Equities – Need To Moderate Return Expectations

The surge in the pandemic and the rise in the number of cases is not a good signal for the equity markets. This has resulted in limited lockdowns in many parts of the country, and some are more stringent than the rest. If such conditions persist it is bound to impact growth adversely and we may realize a less than expected economic expansion. But one thing that brings a ray of hope is that the massive vaccination efforts are still on, and this may help containing the pandemic to a large extent along with other reasonable safeguards. It is also relevant that there is significant experience gained during the course of the first wave of infections that our level of preparedness is much better and the pandemic will not be able to cause the kind of damage that it had done last time. This preparedness is there on the part of the governments as also the private corporates. This brings in some creative efficacy in the thinking and actions of the market participants. As far as the markets go, it is likely that some correction may happen if the severe conditions of the pandemic persist, but the scope for very deep corrective downward movements, of the proportions seen in last March, can be safely ruled out.

The RBI is likely to continue with its accommodative stance, which it may not dilute at this point of time, due to the changing ground level situation. This is despite the uptick in inflation and the rise in bond yields in developed markets in the last two months. While inflation could moderate due to changing demand conditions consequent to the widespread lockdown, there is a respite in the upward movement in bond yields in the recent past. There has not been any significant growth in  credit so far though on the manufacturing and services PMI the readings were better than expected. The consistently accommodative and pro-growth stance of the RBI will be the single determinant factor as far as the market’s ability to withstand any external shocks are concerned. Because the response from corporates would also be open and measured to the extent the support from the system is going to be in case of major developments. At the same time, any deceleration in GDP growth and a fall in output and employment may affect the earnings estimates for the coming quarters specifically because the markets have been pricing in a significant amount of sunshine after the drastic fall seen in the first two quarters of the last year.
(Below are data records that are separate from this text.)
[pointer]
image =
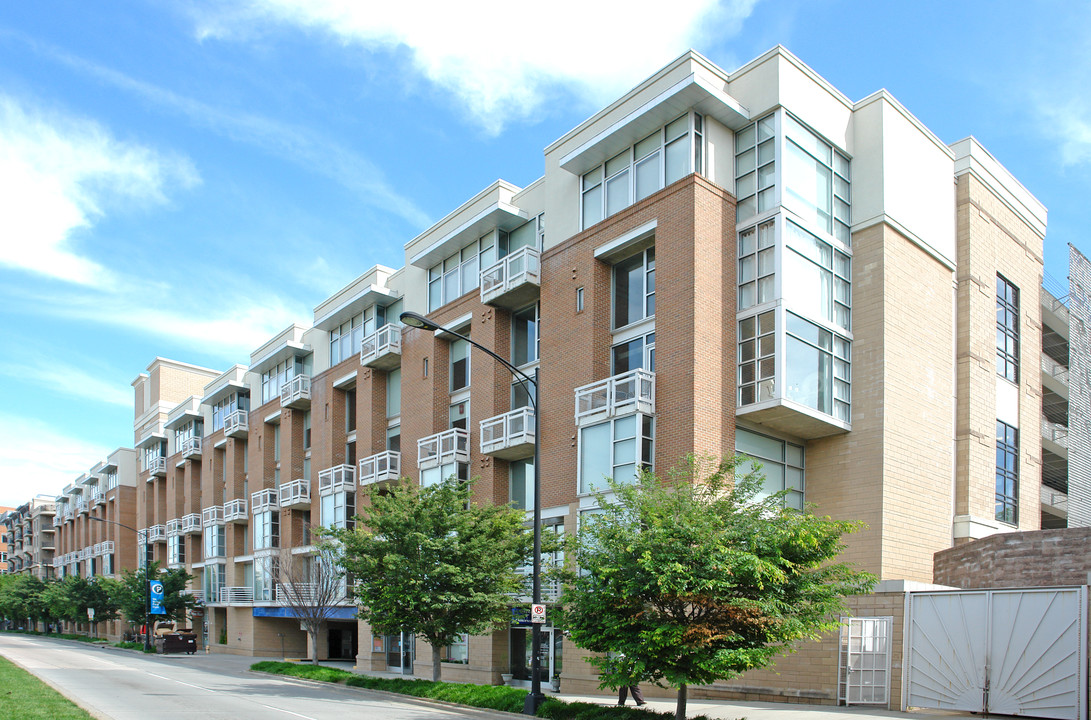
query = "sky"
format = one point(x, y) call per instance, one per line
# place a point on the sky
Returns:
point(187, 179)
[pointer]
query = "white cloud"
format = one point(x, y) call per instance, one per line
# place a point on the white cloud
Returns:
point(58, 176)
point(37, 458)
point(504, 59)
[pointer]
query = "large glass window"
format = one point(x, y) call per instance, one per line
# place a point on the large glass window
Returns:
point(1007, 473)
point(634, 291)
point(614, 448)
point(1007, 330)
point(781, 464)
point(667, 155)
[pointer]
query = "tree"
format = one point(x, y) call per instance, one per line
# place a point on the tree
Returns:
point(130, 594)
point(310, 586)
point(431, 562)
point(697, 577)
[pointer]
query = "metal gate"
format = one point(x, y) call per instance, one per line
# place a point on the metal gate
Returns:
point(1007, 651)
point(864, 670)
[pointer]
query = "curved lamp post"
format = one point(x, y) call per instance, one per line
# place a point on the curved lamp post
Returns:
point(147, 587)
point(536, 697)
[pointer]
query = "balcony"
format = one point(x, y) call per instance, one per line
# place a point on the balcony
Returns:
point(296, 393)
point(236, 596)
point(514, 280)
point(157, 466)
point(263, 500)
point(631, 392)
point(381, 467)
point(382, 349)
point(191, 447)
point(235, 511)
point(296, 493)
point(447, 446)
point(339, 478)
point(190, 524)
point(237, 424)
point(213, 515)
point(510, 436)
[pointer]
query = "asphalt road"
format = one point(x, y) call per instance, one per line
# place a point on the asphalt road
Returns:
point(122, 685)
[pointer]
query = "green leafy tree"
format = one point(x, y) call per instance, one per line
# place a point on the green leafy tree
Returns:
point(130, 594)
point(430, 561)
point(698, 577)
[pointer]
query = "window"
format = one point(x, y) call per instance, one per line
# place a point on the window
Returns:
point(337, 509)
point(781, 464)
point(266, 529)
point(634, 291)
point(460, 272)
point(642, 169)
point(525, 336)
point(1007, 473)
point(457, 651)
point(215, 541)
point(757, 363)
point(1007, 330)
point(614, 448)
point(459, 364)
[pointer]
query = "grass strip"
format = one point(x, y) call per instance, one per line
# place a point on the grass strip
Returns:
point(25, 697)
point(490, 697)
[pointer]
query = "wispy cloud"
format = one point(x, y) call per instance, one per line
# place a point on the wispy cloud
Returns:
point(301, 146)
point(35, 457)
point(58, 176)
point(502, 60)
As far as the sectoral performance is concerned, the sectors which had actually done well in terms of the performance like Pharma and Healthcare, Technology, Private banks and select larger NBFCs and some from the consumer segment, apart from agri and specialty chemicals. A relatively weaker Rupee is likely to aid some of the companies in the exports segment. It is also worth mentioning that the PLI Scheme introduced by the government in the aftermath of the first wave will go a long way in helping corporates in some of the sectors which have received support to hold up well against all immediate odds, like food processing, telecom, electronics, textiles, specialty steel, automobiles and auto components, solar photo-voltaic modules, and white goods such as air conditioners and LEDs etc. The twin objectives of replacing China as a supplier for other destinations and also substituting Chinese imports in some critical areas is going to help some of the sectors in the PLI in the long run. As far as the choice of the segment goes, the midcap segment and to some extent small cap funds should get priority in the scheme of allocation, and carefully chosen mid cap funds may be the better vehicles for entering the market. The importance of systematic investments over a period of 6 to 12 months should be a worthwhile approach to building investment portfolios.